Now week by week children, women and men of the 10,000 Kosova Roma with only temporary residence permits are being deported often under cover of night. Often husbands are being separated from their wives, parents from children and children from their siblings. Children, sick persons and the elderly are being deported and these deportations are called voluntary return.

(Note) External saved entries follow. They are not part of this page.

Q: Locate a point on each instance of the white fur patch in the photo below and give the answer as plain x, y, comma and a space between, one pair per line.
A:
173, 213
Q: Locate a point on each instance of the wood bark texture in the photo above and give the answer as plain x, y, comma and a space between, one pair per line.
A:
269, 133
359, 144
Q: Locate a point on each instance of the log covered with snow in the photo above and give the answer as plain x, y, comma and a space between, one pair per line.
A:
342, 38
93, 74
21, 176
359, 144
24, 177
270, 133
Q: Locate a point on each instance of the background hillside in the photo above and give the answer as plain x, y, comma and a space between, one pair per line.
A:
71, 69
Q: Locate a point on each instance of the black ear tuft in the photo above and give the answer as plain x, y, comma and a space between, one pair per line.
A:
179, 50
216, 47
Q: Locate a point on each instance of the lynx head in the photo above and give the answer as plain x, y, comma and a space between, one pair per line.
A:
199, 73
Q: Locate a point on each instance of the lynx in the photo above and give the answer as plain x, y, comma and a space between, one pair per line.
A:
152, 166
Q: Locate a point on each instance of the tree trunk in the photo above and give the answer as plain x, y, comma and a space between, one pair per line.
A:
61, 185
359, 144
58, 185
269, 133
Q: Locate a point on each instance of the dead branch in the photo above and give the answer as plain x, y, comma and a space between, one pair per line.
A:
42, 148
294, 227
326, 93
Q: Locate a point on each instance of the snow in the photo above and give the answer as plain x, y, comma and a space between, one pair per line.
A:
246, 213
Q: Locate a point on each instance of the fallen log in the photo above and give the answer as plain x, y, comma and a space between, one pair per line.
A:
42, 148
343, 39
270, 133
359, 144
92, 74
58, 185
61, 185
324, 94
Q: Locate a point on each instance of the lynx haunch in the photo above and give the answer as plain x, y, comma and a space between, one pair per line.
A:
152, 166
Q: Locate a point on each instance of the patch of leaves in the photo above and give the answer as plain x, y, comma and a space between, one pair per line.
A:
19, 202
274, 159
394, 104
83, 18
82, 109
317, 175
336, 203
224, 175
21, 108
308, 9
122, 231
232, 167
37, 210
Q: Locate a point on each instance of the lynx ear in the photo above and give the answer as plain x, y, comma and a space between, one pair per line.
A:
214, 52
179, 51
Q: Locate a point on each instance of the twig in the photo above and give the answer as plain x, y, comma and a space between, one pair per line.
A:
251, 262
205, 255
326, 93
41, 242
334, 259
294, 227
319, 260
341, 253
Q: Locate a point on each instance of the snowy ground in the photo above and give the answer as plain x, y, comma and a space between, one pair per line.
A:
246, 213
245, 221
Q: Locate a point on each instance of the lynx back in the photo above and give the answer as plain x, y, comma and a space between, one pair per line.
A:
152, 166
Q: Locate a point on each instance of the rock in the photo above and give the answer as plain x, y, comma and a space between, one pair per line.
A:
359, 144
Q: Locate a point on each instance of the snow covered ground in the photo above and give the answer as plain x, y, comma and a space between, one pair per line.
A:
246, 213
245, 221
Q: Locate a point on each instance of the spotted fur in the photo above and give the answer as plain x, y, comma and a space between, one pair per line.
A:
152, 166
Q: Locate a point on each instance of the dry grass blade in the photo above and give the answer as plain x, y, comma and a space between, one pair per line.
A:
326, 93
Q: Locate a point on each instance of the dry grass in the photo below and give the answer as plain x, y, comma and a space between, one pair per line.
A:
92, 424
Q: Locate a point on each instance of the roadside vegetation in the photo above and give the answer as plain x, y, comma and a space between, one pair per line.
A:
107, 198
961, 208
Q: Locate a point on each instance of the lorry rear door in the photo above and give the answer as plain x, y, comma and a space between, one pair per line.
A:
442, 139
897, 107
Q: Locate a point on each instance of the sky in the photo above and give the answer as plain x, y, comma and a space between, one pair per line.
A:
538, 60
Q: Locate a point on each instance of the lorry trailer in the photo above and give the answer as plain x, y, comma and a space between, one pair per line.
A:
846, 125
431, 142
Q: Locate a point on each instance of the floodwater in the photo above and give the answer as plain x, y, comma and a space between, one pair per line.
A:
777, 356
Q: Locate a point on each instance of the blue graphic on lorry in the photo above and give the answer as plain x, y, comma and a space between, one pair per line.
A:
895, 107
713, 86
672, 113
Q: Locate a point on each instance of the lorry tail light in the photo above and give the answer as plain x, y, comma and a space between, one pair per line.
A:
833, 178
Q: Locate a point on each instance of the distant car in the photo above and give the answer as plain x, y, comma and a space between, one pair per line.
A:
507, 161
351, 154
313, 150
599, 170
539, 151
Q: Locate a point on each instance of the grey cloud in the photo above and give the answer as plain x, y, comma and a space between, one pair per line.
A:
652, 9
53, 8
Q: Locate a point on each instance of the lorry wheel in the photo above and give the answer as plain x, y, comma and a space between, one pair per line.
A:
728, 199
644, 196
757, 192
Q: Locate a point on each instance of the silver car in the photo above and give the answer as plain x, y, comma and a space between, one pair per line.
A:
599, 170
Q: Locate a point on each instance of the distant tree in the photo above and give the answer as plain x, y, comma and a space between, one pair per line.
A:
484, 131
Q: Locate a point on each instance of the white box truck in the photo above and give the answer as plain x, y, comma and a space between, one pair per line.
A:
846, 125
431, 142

"Opportunities for treatment and care are being invented which simply do not exist for the members of this minority”, criticized Zülch. "For a decade they were prevented from working , their freedom of movement was restricted to one district and further training was forbidden. "

 

Deported persons vegetate on their return in temporary accommodation made of plastic or wood. They are confronted with an unemployment rate of 90% in Kosovo. It is only a matter of time before children or elderly people become ill or die in the present winter conditions.

 

"We call on German politicians to take these 10,000 members of the coloured minority of the Roma as a contingent in the spirit of working through our recent history in the same way as Germany has taken 200,000 Jewish citizens of the former Soviet Union as a consequence of the Holocaust and 2.5 million Russian Germans as a consequence of the Stalin-Hitler Pact and the genocide of the Soviet dictator”, said Zülch. "For this reason our human rights organization is calling for the right to permanent residence in Germany for the contingent of the 10,000 Roma as a consequence of the killing of hundreds of thousands of Sinti and Roma.”

 

It took almost 35 years before the suppression and persecution of the Sinti and Roma, which continued unnoticed in Western Germany, was publicized by the STP from 1979 to the middle of the eighties. It was the result of this pressure that Chancellor Schmidt and President Carstens were moved to recognize this part of the Holocaust and a first compensation with pensions was made. These moves were supported by people like Simon Wiesenthal, Indira Gandhi and Simone Weil. Then it was that the Central Council of German Sinti and Roma was founded.